The height gap between where the rad cap lets water into the overflow bottle and the overflow on the overflow lets it out just gives you a head of fluid to make sure you've got a closed circuit all the time and no air can get in even during suck-back. If it's overfilled, then the top overflow pipe will dribble out under the car and it'll look like you've got a chronic leak, but you haven't. The pipe at the top of the overflow tank really is an overflow - so if you overfill coolant, the water dribbles out of the 'ole instead of launching your rad cap into orbit!

 

If it was totally dry I suspect every time you filled it, took it for a run, and cooled it, the cooling was sucking air back into the system :eek:

 

Incidentally, following the other discussion we just had on WaterWetter, be aware that putting neat antifreeze in as a top-up will lower the cooling capacity of the engine... I'd stick to 50/50 unless you're -sure- the coolant in there is too "watery," or you're expecting a cold snap below -37!

hmm, it seems obvious to me that its a 2 way valve. What would be the point in having the tank at all if it was onyl for dumping water, why not just dump it straight onto the floor?

And why would you check the water level from here, with markings for H & L?
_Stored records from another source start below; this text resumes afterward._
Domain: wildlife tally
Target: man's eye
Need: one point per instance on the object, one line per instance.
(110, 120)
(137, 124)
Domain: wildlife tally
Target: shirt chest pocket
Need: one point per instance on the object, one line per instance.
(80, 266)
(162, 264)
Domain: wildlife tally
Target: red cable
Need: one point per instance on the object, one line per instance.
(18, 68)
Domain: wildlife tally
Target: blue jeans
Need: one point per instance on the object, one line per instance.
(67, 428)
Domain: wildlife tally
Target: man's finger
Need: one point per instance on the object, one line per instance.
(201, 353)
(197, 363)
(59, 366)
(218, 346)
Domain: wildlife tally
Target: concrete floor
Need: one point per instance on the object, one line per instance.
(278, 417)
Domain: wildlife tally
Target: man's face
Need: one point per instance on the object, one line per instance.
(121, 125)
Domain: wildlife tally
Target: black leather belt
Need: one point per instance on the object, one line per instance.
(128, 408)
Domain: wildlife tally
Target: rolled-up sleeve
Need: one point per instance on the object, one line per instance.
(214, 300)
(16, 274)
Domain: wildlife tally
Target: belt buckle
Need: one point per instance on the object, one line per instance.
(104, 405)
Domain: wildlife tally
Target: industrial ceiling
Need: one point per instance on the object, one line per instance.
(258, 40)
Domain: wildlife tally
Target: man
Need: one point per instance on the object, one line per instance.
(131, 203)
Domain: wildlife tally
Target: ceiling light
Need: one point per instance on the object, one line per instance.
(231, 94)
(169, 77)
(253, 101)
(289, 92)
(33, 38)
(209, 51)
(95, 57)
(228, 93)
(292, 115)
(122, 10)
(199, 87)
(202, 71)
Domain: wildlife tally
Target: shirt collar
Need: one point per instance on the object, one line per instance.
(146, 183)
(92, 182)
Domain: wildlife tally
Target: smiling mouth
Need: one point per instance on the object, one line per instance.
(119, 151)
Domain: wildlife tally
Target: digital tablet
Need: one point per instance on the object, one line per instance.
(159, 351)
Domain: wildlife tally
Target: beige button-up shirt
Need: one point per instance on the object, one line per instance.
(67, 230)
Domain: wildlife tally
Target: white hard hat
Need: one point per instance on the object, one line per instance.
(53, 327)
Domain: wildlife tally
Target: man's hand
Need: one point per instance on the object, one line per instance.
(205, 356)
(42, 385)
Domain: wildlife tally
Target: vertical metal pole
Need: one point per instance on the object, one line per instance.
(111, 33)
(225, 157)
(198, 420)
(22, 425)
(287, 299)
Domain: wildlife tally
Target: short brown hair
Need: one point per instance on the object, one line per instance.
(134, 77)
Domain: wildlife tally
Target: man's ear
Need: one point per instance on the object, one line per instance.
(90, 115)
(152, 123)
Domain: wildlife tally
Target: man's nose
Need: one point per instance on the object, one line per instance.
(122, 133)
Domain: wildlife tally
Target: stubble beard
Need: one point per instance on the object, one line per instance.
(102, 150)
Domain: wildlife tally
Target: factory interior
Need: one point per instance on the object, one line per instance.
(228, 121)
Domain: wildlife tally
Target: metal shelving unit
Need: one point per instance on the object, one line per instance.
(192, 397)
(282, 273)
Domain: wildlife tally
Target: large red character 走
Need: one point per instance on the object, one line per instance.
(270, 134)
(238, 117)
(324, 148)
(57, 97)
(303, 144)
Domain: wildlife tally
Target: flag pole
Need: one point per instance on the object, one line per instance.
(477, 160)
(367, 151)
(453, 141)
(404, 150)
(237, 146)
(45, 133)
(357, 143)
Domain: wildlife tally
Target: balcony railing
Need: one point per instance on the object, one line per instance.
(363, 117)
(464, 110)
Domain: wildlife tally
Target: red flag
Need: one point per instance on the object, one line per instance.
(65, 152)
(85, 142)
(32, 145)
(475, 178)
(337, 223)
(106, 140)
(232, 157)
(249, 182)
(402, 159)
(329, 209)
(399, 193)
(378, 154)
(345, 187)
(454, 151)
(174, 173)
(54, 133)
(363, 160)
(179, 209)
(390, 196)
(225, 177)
And why would you check the water level from here, with markings for H & L?

 

If it's on "H" it tells you not to worry about any puddles you find under it following a good hard run I suppose, and if it's over "L" it tells you you'll keep the vacuum, and don't worry about that either?

No you won't have steam coming out of there, it will just spill onto the floor, there is a dipstick with your O.F. bottle.